Practical Importance in Business

Consider a simple business scenario:

Aspect Planning Phase Controlling Phase
Goal Plan to increase sales by 15% this quarter. Monitor weekly sales reports.
Standard Target weekly sales set at $X. Compare actual weekly sales to the $X standard.
Action Outline specific marketing campaigns. Track campaign effectiveness and impact on sales.
Correction Based on Plan: If sales are low, identify which marketing effort isn't working based on the original campaign plan.
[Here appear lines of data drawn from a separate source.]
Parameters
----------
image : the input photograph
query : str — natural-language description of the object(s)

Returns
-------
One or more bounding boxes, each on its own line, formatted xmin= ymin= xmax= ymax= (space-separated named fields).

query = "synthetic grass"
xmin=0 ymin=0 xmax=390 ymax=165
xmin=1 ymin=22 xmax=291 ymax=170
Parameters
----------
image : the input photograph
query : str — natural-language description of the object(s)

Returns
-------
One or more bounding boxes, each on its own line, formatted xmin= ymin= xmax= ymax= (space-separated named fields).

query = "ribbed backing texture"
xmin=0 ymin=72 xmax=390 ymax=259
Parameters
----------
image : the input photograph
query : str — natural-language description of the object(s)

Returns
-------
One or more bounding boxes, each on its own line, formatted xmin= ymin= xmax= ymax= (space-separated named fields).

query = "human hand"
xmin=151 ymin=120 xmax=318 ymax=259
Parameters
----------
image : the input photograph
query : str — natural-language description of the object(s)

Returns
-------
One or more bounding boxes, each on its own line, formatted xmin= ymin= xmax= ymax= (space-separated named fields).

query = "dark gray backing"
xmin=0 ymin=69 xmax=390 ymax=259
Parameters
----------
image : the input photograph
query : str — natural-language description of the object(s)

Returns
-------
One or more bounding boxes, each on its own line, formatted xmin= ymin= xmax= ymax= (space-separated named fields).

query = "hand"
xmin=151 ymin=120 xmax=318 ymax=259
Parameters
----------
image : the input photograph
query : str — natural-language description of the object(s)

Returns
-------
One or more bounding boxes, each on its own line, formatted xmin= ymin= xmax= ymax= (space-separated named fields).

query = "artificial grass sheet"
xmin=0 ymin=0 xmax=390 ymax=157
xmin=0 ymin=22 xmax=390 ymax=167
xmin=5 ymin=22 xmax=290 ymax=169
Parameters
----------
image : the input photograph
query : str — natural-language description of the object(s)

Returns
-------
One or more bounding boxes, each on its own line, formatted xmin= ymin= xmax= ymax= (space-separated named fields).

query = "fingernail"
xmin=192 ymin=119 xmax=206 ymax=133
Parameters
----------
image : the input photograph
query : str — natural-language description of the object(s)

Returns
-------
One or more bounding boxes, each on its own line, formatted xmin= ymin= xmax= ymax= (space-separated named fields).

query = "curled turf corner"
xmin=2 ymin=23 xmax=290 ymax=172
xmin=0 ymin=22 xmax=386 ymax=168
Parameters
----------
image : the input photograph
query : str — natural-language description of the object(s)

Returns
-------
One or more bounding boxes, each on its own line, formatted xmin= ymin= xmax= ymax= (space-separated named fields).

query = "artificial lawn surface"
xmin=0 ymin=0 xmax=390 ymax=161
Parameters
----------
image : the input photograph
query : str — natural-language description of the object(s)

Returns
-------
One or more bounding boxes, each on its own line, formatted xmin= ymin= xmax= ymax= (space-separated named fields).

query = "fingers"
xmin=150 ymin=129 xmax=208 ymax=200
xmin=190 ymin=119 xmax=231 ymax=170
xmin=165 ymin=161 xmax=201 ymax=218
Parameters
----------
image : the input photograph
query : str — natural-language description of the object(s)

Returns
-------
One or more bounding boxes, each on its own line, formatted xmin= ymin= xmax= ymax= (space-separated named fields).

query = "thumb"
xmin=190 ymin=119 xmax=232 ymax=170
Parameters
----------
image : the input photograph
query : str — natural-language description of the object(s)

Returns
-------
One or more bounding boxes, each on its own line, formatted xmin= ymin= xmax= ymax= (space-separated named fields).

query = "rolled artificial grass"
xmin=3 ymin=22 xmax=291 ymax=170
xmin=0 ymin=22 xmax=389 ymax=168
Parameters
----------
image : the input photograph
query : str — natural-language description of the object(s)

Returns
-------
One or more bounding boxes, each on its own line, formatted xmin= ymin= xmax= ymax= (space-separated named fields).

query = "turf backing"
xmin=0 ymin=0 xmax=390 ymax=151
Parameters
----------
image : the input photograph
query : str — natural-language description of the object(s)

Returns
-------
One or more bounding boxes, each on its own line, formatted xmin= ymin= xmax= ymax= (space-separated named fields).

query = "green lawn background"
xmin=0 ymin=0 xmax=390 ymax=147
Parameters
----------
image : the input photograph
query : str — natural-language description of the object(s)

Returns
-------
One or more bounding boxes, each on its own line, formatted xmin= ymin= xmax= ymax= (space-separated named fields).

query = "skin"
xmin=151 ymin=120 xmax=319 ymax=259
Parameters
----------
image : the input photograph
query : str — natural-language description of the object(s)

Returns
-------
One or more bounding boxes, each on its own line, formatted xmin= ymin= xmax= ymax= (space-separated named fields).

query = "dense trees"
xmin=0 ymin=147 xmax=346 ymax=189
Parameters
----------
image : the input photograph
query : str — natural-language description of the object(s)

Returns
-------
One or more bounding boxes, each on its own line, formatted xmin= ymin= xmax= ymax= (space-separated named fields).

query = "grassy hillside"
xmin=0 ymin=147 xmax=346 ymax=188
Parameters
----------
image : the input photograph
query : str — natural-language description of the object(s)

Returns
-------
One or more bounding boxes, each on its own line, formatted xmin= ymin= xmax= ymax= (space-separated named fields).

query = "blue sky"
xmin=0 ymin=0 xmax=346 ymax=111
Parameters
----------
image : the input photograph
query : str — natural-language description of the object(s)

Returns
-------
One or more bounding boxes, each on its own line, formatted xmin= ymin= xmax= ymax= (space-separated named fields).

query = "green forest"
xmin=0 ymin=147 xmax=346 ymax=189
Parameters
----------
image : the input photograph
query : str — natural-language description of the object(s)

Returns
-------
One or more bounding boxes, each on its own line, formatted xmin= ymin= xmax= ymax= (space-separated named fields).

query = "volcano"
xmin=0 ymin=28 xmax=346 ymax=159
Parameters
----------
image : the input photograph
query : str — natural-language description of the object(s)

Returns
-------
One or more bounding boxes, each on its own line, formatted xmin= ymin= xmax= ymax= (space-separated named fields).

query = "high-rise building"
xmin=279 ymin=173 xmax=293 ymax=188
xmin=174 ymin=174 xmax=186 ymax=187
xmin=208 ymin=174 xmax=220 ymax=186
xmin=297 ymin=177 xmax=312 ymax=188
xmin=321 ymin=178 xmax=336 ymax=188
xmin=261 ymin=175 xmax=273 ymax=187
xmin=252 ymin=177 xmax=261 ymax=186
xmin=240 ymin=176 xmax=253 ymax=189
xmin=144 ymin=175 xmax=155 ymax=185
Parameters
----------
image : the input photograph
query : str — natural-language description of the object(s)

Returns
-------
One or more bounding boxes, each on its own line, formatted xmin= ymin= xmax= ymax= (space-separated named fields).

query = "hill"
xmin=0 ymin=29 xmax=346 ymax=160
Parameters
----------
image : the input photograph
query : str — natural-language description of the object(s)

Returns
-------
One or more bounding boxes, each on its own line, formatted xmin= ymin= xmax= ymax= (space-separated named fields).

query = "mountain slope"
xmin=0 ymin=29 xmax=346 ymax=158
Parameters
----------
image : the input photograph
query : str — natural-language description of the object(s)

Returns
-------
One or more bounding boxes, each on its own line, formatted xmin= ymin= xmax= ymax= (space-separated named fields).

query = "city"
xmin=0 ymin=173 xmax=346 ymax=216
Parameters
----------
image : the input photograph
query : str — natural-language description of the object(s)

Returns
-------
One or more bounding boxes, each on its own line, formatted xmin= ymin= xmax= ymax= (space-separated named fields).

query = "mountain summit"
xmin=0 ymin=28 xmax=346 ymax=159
If actual sales are below target, analyze why using the plan as a guide and implement corrective measures (e.g., increase ad spend, retrain sales staff).

Without the initial plan (the 15% increase goal, the $X weekly standard, the marketing campaign outline), the controlling activities (monitoring reports, tracking campaigns, analyzing deviations) would lack context and purpose. You wouldn't know what to monitor or what constitutes a deviation.

Key Takeaways

  • Planning is the prerequisite for controlling.
  • It provides the goals, standards, and methods necessary for performance evaluation.
  • Controlling checks if the organization is following the plan and achieving the planned outcomes.
  • Deviations found during controlling are assessed and corrected based on the path set out in the plan.

In essence, planning is the brain that decides the route, while controlling is the mechanism that ensures the vehicle stays on that route, making necessary steering adjustments along the way.